Common Ground Fight Vol. 1 Satukan Boxing, Musik, dan Art: Hadirkan Ekosistem Kreatif Anak Muda
- Istimewa
Siap – Gelaran perdana Common Ground Fight Vol. 1 City Class sukses mencuri perhatian dengan konsep yang tidak biasa.
Tidak hanya menghadirkan pertandingan boxing, acara ini juga menggabungkan unsur musik, seni, hingga budaya komunitas dalam satu panggung yang sama.
Founder Common Ground Fight, Valdi, menegaskan bahwa konsep yang mereka bangun memang berbeda dari event combat sport pada umumnya.
Ia menyebut, Common Ground Fight dirancang sebagai pengalaman baru yang menyatukan berbagai skena anak muda.

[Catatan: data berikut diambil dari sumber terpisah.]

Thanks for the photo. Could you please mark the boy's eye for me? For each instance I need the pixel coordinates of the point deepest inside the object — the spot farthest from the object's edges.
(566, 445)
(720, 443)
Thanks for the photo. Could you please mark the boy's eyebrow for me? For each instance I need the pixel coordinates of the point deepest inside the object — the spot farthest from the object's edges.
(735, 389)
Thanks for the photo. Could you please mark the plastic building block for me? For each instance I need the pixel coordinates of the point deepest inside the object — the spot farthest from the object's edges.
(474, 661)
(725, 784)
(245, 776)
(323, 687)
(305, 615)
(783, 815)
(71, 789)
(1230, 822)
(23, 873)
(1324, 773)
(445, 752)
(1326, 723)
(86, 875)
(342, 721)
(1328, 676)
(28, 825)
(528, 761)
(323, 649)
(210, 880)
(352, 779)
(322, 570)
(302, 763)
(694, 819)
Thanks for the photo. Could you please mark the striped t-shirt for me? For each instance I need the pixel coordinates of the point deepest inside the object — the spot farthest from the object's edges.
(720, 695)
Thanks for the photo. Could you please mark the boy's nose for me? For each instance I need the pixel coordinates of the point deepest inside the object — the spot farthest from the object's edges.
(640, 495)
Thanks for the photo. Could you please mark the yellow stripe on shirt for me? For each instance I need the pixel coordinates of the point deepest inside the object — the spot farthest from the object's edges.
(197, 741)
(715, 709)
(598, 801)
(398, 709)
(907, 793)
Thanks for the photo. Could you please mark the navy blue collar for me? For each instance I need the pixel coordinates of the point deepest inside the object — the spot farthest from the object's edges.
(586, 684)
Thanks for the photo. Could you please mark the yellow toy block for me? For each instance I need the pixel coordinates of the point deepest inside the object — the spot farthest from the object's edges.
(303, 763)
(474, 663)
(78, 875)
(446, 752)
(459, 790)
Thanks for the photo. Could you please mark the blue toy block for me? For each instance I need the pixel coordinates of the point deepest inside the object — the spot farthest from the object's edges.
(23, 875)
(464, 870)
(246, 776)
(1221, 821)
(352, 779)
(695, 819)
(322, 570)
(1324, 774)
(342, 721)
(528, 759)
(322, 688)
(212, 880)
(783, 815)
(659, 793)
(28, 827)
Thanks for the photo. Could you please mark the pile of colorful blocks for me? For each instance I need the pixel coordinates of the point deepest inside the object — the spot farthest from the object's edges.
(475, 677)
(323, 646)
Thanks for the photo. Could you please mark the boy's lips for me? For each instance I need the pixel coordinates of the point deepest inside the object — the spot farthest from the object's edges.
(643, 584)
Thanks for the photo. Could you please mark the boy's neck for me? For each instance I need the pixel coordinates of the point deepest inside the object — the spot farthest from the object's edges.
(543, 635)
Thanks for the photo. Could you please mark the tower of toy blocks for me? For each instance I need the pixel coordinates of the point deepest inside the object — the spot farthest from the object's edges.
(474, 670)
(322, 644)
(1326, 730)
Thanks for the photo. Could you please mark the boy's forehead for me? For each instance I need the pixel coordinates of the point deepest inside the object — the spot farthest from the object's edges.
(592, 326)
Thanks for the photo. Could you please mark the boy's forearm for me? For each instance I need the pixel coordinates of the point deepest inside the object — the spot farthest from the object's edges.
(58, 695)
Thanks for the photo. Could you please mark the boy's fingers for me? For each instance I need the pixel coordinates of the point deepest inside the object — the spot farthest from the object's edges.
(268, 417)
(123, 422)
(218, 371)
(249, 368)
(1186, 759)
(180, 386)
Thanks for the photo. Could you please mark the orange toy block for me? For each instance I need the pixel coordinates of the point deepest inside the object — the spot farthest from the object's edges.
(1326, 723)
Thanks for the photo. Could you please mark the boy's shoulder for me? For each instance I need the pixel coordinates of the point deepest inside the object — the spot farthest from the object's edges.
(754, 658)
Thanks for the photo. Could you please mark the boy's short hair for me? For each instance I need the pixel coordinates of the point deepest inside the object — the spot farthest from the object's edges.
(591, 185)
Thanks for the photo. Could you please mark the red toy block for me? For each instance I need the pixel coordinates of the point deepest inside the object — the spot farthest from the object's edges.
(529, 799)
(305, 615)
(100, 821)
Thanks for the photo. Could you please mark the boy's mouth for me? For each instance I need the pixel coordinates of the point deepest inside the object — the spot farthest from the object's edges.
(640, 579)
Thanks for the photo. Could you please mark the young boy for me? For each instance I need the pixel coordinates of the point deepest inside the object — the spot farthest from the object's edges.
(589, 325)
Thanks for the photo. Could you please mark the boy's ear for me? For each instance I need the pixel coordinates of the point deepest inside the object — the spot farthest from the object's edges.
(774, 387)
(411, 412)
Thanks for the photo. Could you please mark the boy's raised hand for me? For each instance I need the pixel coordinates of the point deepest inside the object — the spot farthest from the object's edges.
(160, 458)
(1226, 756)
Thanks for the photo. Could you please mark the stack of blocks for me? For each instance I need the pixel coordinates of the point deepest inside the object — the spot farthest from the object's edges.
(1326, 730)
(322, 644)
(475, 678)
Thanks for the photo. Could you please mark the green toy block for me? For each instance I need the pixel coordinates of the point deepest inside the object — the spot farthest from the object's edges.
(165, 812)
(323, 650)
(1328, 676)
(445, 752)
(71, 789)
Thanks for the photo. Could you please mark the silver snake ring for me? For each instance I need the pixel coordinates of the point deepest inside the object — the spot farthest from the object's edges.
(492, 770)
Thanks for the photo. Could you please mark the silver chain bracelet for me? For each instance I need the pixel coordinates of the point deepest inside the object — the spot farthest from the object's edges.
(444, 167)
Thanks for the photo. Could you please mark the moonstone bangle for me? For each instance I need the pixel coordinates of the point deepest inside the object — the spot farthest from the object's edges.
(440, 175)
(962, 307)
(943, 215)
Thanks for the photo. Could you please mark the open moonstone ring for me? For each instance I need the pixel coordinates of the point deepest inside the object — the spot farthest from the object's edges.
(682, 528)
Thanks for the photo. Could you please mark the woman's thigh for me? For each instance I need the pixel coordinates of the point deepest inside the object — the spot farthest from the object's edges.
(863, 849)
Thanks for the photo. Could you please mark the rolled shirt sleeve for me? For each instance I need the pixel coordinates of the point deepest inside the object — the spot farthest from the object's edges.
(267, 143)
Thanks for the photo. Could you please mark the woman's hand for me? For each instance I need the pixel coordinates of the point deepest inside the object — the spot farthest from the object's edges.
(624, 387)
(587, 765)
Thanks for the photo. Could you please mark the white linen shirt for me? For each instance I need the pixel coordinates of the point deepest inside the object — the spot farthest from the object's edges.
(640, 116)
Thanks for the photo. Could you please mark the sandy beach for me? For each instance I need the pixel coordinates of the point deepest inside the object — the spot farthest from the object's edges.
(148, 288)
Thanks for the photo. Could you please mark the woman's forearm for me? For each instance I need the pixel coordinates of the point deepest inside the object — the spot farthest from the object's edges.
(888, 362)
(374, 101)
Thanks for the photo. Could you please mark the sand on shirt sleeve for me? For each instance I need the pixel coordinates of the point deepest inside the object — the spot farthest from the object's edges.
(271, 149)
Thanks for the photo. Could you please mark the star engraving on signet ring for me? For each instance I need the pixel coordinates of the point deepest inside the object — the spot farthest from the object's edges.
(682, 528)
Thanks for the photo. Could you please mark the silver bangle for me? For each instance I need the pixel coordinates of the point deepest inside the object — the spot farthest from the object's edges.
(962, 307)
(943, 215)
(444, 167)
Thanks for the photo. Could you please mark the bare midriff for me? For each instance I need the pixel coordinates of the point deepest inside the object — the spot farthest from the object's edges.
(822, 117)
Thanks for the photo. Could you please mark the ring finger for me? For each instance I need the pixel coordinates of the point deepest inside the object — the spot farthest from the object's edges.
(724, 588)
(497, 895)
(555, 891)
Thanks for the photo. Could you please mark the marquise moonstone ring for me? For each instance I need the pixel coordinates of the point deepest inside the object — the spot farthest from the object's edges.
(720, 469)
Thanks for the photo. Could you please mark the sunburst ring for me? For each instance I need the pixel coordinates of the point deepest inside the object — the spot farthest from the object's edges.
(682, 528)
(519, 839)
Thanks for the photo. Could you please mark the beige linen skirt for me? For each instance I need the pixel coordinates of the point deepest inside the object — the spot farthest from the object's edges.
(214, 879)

“Di main event ini yang seperti Common Ground Fight itu, nggak hanya boxing, tapi juga art, dan musik. Kemudian juga melibatkan vespa itu juga karena buat experience baru, jadi ada Sunmori vespa tadi pagi,” kata Valdi seperti dikutip dalam keterangan tertulisnya, Ahad, 3 Mei 2026.
Tak berhenti di situ, Valdi mengungkapkan bahwa ke depan pihaknya akan membuka ruang lebih luas bagi berbagai komunitas untuk terlibat langsung, bahkan hingga naik ke atas ring.
“Kayak berbagai skena lah, misalkan dari motor, dari media mungkin, terus juga dari art, dari komunitas apa pun lah. Untuk ikut dalam fight ini? Iya,” katanya.
Ia juga memastikan bahwa Common Ground Fight Vol. 2 tengah disiapkan dan direncanakan berlangsung pada Agustus mendatang.
Menariknya, bukan hanya komunitas umum, tim media pun akan diajak untuk ikut merasakan atmosfer bertanding.
“Rencananya untuk Volume 2 itu rencana di Agustus. Kami akan ajak juga teman-teman dari tim media, siapa tahu tertarik untuk ikut boxing?” lanjutnya.
Menurut Valdi, tidak ada persyaratan khusus untuk ikut serta, selama kondisi fisik peserta dalam keadaan sehat.
Namun, ia menekankan pentingnya kesiapan fisik dan stamina sebagai modal utama.
“Persyaratan sih nggak ada yang penting, kesehatan terjaga dari cedera apa pun atau ya intinya dari sisi jasmaninya sehat, itu bisa ikut. Yang harus disiapkan pasti fisik sih, mau fisik dan stamina. Mau mentalnya kuat, tapi kalau fisiknya nggak kuat juga nggak bisa sih,” jelasnya.
Ia juga menyoroti tingginya minat generasi muda terhadap combat sport saat ini.